The Northman shook his head. “Starkad’s death will bring Helvin no nearer what lies at his heart; he is oath-bound to take the rule after his father,—so full of fear are they lest quarrels over the inheritance gnaw at the root of the Jarldom. But I will say that I think his rule will prove to be a good thing for the Town, which is now in danger of becoming more lifeless than a bone-heap. From all I have heard of his dislike of making a show of himself and his love of free ways, I have good hopes of him. It has often been in my mind to take service under him when he shall get the leadership. For Starkad I have no respect whatever. It is told that when he was young he was called Starkad the Berserker, and had the most hand in every Viking voyage and man-slaying; but now that the sap has dried in him, and he has put on Olaf the Saint’s religion, he expects all men to live like monks.”
The Skraelling gazed reflectively in the direction of the vanished cavalcade.
“Truth to say, the young braves of my race do not feel much love for the white man,” he said, presently. “He comes among us as one who comes among animals—driving them out to possess himself of their feeding-ground—dealing with them only when he wants profit out of their hides. The grayheads give us counsel to live in peace with the settlers of Norumbega. On the four trading-days of the year when they let us into their walls, they trade us useful things for our furs. But those of us whose teeth are still firm in our jaws do not like it to be led in as white men’s cows are led in to be milked, then turned out to pasture, the bars put up behind them.”
Straightening, he stood a bronze image of wounded pride. The young forester, as he bent to fasten one of his moccasin-strings, looked up at him understandingly. The softening feature of the Northman’s face was his eyes, deep blue as an evening sky, under level brows, broad and dark. When the thong was tied, he put out a hand and rested it on his companion’s bare shoulder.
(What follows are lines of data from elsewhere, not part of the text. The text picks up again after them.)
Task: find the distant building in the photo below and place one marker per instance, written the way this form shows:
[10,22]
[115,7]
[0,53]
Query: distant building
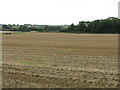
[28,25]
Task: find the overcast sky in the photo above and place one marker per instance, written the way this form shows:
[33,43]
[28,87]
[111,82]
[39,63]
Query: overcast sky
[55,12]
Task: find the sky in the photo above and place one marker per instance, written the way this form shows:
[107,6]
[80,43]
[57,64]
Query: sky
[56,12]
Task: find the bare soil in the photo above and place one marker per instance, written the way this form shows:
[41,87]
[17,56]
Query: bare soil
[58,60]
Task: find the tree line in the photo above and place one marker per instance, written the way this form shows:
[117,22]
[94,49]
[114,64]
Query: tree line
[109,25]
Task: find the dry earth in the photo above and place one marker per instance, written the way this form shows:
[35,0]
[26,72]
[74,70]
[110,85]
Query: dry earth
[57,60]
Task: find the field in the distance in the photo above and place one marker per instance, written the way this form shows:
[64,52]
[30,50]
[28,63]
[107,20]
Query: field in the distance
[41,60]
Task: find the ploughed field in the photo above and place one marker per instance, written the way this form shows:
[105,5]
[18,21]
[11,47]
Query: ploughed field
[58,60]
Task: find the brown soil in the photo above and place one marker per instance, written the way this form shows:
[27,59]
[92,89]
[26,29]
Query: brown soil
[53,60]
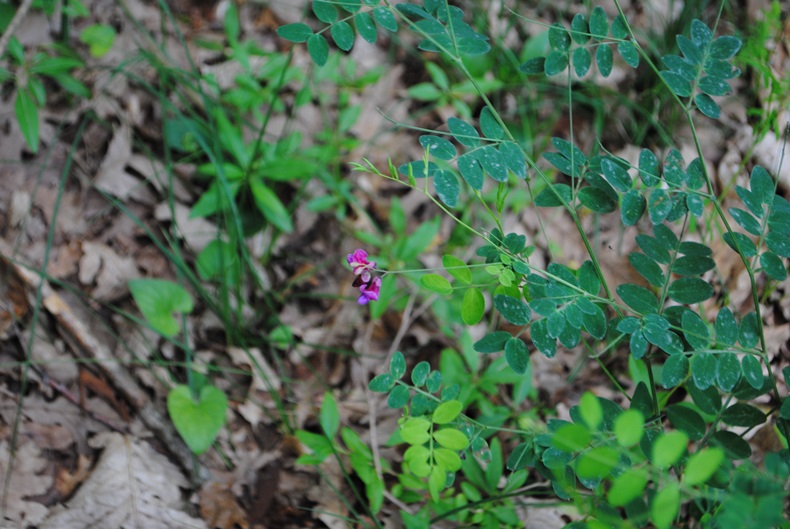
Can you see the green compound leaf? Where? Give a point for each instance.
(627, 487)
(675, 370)
(197, 421)
(296, 32)
(512, 309)
(436, 283)
(447, 188)
(365, 27)
(604, 58)
(669, 448)
(665, 506)
(158, 300)
(599, 23)
(438, 147)
(447, 412)
(752, 371)
(689, 290)
(399, 397)
(629, 53)
(517, 355)
(640, 299)
(451, 439)
(633, 207)
(463, 132)
(473, 306)
(728, 371)
(742, 414)
(581, 61)
(702, 465)
(492, 342)
(647, 268)
(579, 29)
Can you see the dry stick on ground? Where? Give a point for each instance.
(20, 15)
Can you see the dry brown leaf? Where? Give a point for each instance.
(27, 479)
(131, 486)
(219, 508)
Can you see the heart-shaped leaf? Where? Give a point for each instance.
(197, 421)
(158, 299)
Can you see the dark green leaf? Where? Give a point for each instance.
(318, 48)
(693, 265)
(633, 207)
(541, 339)
(728, 371)
(581, 61)
(471, 171)
(555, 63)
(492, 342)
(707, 106)
(703, 370)
(365, 27)
(297, 32)
(640, 299)
(688, 290)
(628, 53)
(447, 188)
(752, 371)
(695, 330)
(685, 418)
(749, 332)
(604, 58)
(674, 371)
(647, 268)
(742, 414)
(599, 23)
(513, 310)
(463, 132)
(517, 355)
(726, 328)
(773, 266)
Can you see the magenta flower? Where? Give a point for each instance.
(359, 262)
(369, 291)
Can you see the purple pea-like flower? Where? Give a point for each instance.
(369, 291)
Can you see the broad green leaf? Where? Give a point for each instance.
(627, 487)
(512, 309)
(689, 290)
(640, 299)
(451, 439)
(647, 268)
(197, 421)
(702, 465)
(447, 412)
(318, 48)
(27, 117)
(728, 371)
(158, 300)
(472, 306)
(604, 58)
(675, 370)
(665, 506)
(633, 207)
(436, 283)
(296, 32)
(365, 27)
(492, 342)
(629, 428)
(669, 448)
(447, 187)
(517, 355)
(329, 417)
(742, 414)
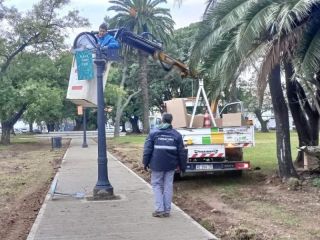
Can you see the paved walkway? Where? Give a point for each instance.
(128, 218)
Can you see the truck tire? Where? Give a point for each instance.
(178, 176)
(234, 154)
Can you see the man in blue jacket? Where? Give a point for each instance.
(105, 39)
(163, 153)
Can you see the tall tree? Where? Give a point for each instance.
(41, 29)
(236, 33)
(144, 16)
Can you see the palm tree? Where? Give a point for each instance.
(144, 16)
(236, 33)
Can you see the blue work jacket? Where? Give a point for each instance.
(164, 150)
(108, 41)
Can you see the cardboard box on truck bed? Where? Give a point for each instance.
(233, 120)
(197, 120)
(178, 110)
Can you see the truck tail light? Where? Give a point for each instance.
(242, 165)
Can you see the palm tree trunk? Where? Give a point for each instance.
(119, 100)
(262, 122)
(306, 120)
(145, 91)
(286, 168)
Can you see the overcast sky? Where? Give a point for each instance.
(95, 10)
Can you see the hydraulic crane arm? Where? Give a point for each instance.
(147, 43)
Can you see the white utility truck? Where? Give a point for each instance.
(213, 144)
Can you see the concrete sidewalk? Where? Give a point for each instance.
(127, 218)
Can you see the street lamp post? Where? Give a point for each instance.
(103, 188)
(84, 144)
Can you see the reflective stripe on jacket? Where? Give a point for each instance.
(164, 150)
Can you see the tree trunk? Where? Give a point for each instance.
(263, 123)
(7, 125)
(5, 135)
(119, 100)
(305, 118)
(286, 168)
(145, 91)
(134, 123)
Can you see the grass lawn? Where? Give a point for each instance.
(264, 154)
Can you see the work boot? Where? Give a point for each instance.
(157, 214)
(166, 214)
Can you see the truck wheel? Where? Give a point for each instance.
(178, 176)
(234, 154)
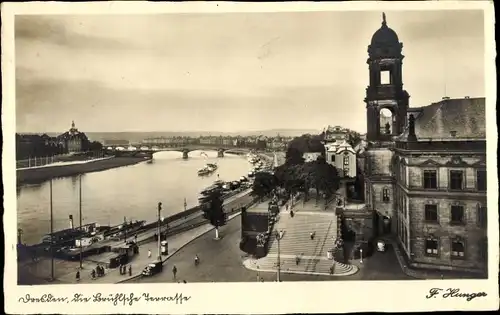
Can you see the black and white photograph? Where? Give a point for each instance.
(262, 147)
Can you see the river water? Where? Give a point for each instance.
(132, 192)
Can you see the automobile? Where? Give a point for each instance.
(153, 268)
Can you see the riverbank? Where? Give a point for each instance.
(39, 175)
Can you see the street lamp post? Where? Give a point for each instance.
(51, 236)
(278, 276)
(159, 230)
(125, 230)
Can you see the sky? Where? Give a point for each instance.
(231, 72)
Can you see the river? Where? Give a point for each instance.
(132, 192)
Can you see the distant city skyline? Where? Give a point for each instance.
(233, 72)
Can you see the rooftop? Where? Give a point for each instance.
(450, 119)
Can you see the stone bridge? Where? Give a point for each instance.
(185, 150)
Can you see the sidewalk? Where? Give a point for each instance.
(139, 261)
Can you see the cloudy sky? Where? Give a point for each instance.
(230, 72)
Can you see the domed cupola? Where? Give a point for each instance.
(385, 43)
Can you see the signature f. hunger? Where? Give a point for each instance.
(454, 293)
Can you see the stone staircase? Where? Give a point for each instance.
(296, 241)
(296, 234)
(306, 266)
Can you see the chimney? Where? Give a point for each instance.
(411, 128)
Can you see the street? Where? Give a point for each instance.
(220, 261)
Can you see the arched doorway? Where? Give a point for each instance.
(386, 121)
(386, 224)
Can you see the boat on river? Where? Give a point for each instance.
(208, 169)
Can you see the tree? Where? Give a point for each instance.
(264, 183)
(213, 211)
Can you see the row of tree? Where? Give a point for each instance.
(293, 177)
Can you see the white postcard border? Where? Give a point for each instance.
(246, 298)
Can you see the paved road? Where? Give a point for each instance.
(220, 261)
(233, 202)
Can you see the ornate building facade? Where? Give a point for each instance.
(424, 168)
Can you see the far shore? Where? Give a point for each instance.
(42, 174)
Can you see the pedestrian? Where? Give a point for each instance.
(174, 271)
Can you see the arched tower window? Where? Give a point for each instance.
(385, 194)
(431, 245)
(387, 102)
(457, 247)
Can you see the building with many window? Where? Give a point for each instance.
(338, 151)
(424, 168)
(73, 140)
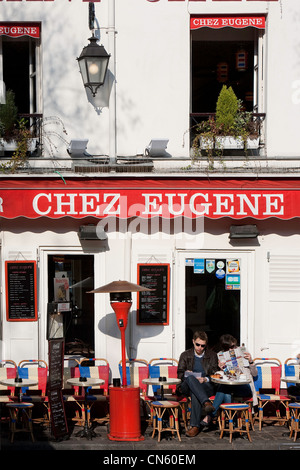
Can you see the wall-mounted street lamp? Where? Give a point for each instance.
(93, 63)
(93, 60)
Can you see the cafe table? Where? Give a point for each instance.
(20, 407)
(85, 382)
(18, 384)
(161, 383)
(291, 379)
(230, 381)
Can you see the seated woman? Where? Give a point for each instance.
(224, 392)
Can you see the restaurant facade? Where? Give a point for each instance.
(218, 244)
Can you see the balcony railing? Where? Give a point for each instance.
(256, 118)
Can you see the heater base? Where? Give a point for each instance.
(117, 438)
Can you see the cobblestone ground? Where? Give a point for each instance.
(272, 437)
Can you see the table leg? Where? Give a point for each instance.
(87, 431)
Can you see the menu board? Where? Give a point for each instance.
(59, 424)
(153, 307)
(56, 357)
(57, 410)
(21, 291)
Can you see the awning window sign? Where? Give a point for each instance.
(126, 203)
(218, 22)
(17, 30)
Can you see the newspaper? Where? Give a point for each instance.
(234, 358)
(195, 374)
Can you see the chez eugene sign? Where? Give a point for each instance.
(148, 203)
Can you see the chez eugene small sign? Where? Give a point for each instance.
(148, 203)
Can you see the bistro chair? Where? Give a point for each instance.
(165, 417)
(294, 427)
(229, 412)
(136, 371)
(292, 369)
(167, 367)
(71, 393)
(267, 385)
(37, 370)
(97, 368)
(8, 370)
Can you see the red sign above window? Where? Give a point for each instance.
(151, 198)
(17, 30)
(238, 22)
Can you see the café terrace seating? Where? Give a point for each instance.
(8, 370)
(97, 395)
(136, 371)
(292, 369)
(35, 369)
(267, 385)
(167, 367)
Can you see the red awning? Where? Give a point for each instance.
(17, 30)
(238, 22)
(147, 198)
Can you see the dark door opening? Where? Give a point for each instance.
(78, 321)
(209, 60)
(212, 305)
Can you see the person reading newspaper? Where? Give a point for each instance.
(234, 361)
(194, 369)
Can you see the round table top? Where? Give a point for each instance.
(156, 381)
(295, 380)
(228, 381)
(86, 383)
(24, 383)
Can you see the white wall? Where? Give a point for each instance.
(153, 69)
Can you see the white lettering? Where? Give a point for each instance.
(36, 201)
(245, 199)
(220, 204)
(152, 204)
(171, 204)
(89, 202)
(203, 206)
(273, 201)
(70, 203)
(114, 200)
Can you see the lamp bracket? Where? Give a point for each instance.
(91, 15)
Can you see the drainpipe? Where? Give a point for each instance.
(112, 84)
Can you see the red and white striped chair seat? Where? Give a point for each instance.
(267, 385)
(8, 370)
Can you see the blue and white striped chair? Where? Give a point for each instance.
(292, 369)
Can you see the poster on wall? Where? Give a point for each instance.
(153, 307)
(233, 274)
(21, 290)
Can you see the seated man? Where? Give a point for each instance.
(204, 362)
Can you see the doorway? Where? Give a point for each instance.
(70, 277)
(212, 298)
(207, 298)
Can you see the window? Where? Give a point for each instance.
(70, 277)
(19, 55)
(230, 56)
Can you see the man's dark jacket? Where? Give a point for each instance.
(186, 362)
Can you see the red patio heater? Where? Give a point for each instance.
(124, 402)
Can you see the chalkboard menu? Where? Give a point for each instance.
(21, 292)
(59, 424)
(153, 307)
(57, 410)
(56, 357)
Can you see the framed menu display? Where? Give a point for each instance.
(153, 307)
(21, 290)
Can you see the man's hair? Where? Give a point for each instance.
(201, 335)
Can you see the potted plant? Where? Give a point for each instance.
(231, 128)
(12, 129)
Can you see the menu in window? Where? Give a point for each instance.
(153, 307)
(21, 291)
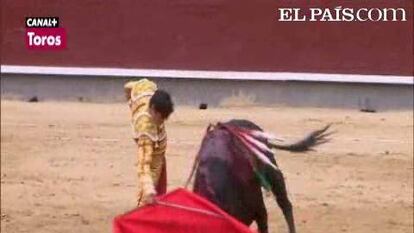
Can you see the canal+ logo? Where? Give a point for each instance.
(44, 33)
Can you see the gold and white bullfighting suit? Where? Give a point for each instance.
(151, 139)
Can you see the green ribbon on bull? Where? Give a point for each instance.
(263, 180)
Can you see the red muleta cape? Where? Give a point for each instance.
(179, 211)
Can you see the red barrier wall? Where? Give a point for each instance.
(237, 35)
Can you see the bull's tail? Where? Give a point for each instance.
(313, 139)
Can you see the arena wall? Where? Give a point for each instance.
(214, 92)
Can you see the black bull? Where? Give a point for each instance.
(225, 177)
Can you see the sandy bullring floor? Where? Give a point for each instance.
(69, 167)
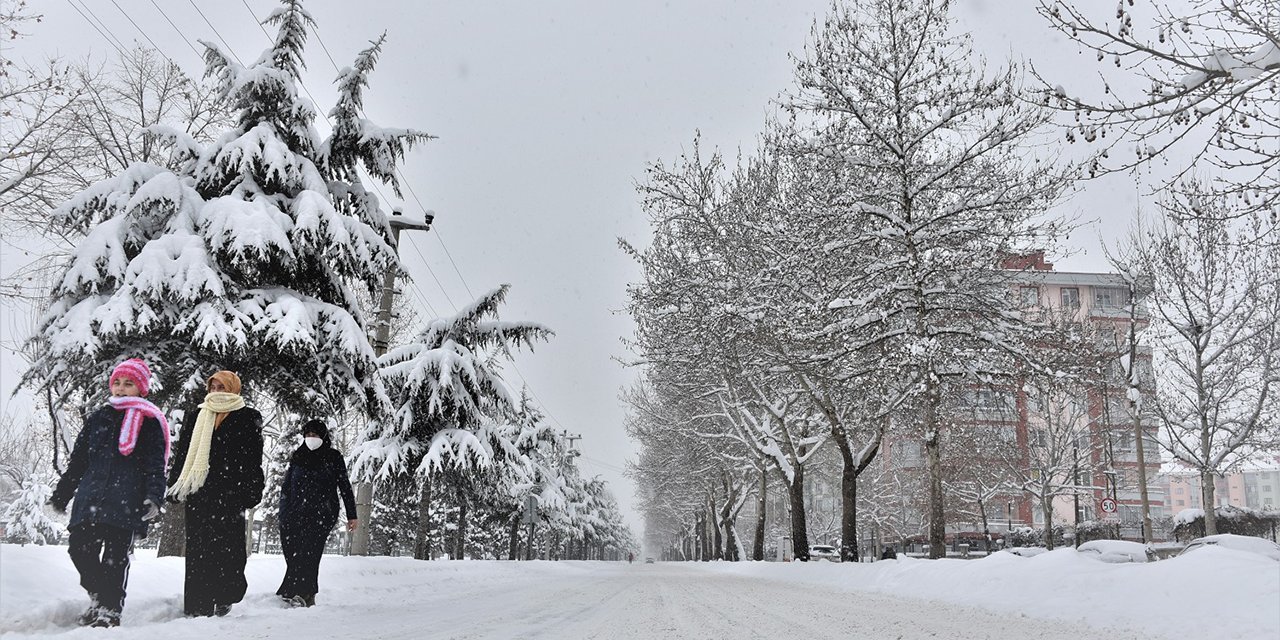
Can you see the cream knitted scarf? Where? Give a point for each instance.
(195, 469)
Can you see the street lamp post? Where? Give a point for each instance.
(382, 336)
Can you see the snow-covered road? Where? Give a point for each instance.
(1056, 595)
(688, 600)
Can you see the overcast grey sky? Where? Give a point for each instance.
(547, 114)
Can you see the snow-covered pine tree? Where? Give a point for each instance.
(26, 517)
(443, 385)
(242, 256)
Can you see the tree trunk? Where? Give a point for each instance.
(728, 519)
(799, 529)
(1207, 490)
(248, 531)
(849, 506)
(1047, 506)
(760, 503)
(513, 542)
(713, 521)
(933, 452)
(700, 534)
(423, 540)
(460, 544)
(173, 531)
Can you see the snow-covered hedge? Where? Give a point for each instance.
(1189, 524)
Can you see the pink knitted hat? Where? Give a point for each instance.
(136, 370)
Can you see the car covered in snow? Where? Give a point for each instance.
(1118, 551)
(1240, 543)
(826, 552)
(1027, 552)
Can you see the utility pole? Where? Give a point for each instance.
(382, 338)
(1134, 394)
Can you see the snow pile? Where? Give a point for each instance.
(380, 597)
(1168, 599)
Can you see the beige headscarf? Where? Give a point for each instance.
(213, 411)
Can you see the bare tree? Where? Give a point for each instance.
(949, 184)
(1196, 78)
(1216, 339)
(68, 126)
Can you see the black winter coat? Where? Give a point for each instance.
(310, 490)
(234, 480)
(110, 487)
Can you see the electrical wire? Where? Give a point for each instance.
(179, 31)
(229, 50)
(108, 39)
(140, 31)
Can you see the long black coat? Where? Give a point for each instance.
(110, 487)
(309, 507)
(236, 479)
(311, 487)
(215, 512)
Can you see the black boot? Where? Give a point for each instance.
(106, 618)
(90, 613)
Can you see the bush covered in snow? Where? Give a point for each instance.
(1189, 524)
(26, 517)
(1028, 536)
(1091, 530)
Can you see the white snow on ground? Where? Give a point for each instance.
(1210, 594)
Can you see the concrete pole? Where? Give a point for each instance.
(382, 338)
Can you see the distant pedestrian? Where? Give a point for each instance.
(117, 475)
(220, 462)
(309, 508)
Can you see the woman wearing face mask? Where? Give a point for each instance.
(309, 508)
(220, 462)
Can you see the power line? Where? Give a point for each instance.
(419, 251)
(179, 31)
(100, 32)
(192, 3)
(140, 31)
(438, 283)
(257, 22)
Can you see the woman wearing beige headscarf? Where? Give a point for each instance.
(216, 474)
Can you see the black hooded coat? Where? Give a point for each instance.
(309, 510)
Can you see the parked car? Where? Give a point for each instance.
(1118, 551)
(826, 552)
(1240, 543)
(1027, 552)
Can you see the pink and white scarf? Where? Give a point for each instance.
(135, 411)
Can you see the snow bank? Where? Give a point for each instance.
(1212, 593)
(1219, 594)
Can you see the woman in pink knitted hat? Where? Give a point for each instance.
(117, 475)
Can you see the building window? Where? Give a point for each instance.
(1110, 297)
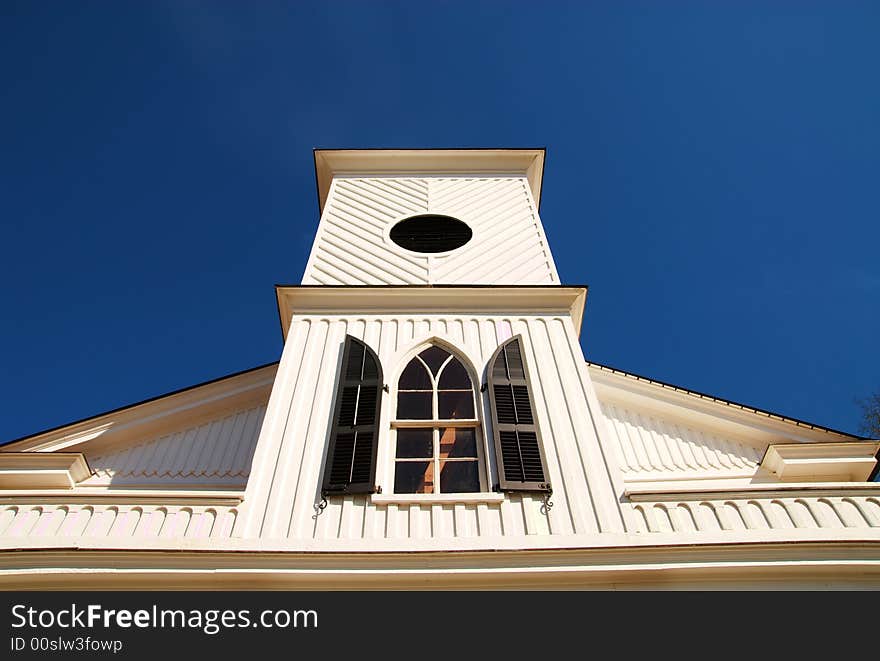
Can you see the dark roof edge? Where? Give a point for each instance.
(131, 406)
(728, 402)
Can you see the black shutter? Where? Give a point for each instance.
(351, 458)
(518, 450)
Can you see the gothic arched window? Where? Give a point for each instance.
(438, 448)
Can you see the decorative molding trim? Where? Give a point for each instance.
(426, 162)
(420, 299)
(762, 490)
(840, 462)
(32, 471)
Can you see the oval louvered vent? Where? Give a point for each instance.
(431, 233)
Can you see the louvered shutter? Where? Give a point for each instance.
(351, 457)
(518, 449)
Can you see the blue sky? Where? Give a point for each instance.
(712, 174)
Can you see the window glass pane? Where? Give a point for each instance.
(459, 477)
(455, 405)
(414, 405)
(415, 443)
(454, 377)
(434, 357)
(414, 477)
(457, 442)
(414, 377)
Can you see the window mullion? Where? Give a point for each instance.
(436, 460)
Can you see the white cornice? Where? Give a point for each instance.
(818, 560)
(436, 299)
(32, 471)
(415, 162)
(841, 462)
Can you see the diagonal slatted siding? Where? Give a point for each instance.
(352, 248)
(216, 451)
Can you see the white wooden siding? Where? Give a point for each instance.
(352, 248)
(647, 445)
(282, 497)
(215, 452)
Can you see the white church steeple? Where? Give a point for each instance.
(367, 195)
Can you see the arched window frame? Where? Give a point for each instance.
(387, 457)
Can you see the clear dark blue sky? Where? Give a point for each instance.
(713, 173)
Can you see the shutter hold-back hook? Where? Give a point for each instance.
(548, 504)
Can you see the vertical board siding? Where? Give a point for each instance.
(352, 248)
(291, 501)
(645, 443)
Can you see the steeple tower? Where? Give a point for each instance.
(388, 217)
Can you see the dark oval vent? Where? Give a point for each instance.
(431, 233)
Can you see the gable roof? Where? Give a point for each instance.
(218, 389)
(725, 402)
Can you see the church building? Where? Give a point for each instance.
(433, 423)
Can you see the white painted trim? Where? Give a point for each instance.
(140, 421)
(789, 490)
(509, 301)
(41, 470)
(435, 499)
(822, 461)
(120, 496)
(425, 162)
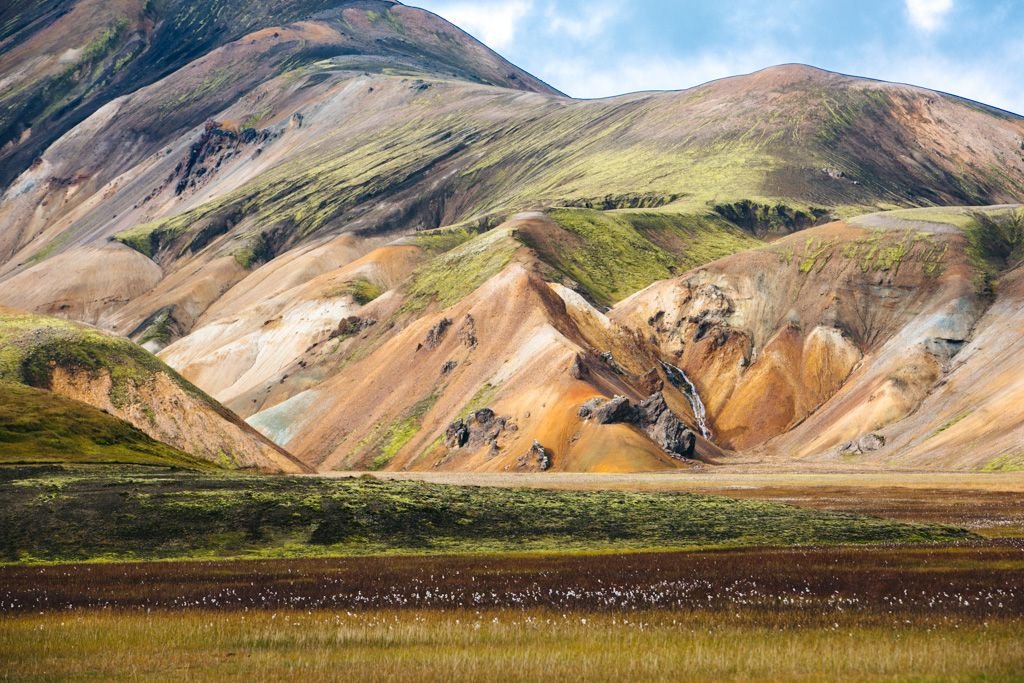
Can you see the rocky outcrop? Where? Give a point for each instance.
(467, 333)
(662, 425)
(436, 334)
(351, 326)
(866, 443)
(579, 369)
(652, 416)
(476, 430)
(617, 409)
(538, 457)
“Judge not, brother, all of the white race from the behavior of one overbearing old man. It seems to me as if your people and my people should dwell together like sons of one father. Our hands are equally open to a friend, and no less hard-clinched against a foe; and you do not surpass us much in freedom and fearing nothing. When it has befallen the other white men to see the wonder of your woodcraft as I have seen it, and to be sheltered and fed by your hospitality as I have been, there will be much awanting if they do not hold you as high in honor as I do.”
Unbending gravely, the born heir of the forest laid his hand upon the breast of the forest’s adopted son.
“I know good of you; I will try to believe good of your people,” he said. “Come back with me now, brother. The lodge of the sachem, my father, is open to you. Always open to you.”
A second time the Northman shook his head. “That cannot be, comrade, for I came up here to learn a trap secret from an old huntsman, and having got it, I must hasten back and put it to use before I forget it. Do you on your side bear in mind, when next you paddle your bark-boat near the island, that the Tower will offer heartier welcome to none than to you.”
His hand fell from the bronze shoulder to the bronze palm, and with a strong clasp the two men parted,—the red man to melt into the russet shades beside them, the forester to go forward in the wake of the hunting party.
Had it blazed its path with axes, the cavalcade would scarcely have left a plainer track. Wherever foot and hoof had failed to print themselves on the path of leathery leaves, there was always the clew of a bruised lichen or a fern with a broken spine. Swinging along easily, mile after mile, the forester devoted his superfluous breath to humming scraps of melody and his alert eye to reading the fantastic runes. Here a bleeding tangle of wild grape-vine stretched out plundered hands. Yonder a long golden hair, floating like fairy gossamer from a low-growing limb, showed how the forest had exacted weregeld. Still farther on, a patch of flattened moss and ploughed-up earth told sly tales of a horseman brought low. When he came at last to the place where his road branched westward from theirs, he yielded the rune-page with regret.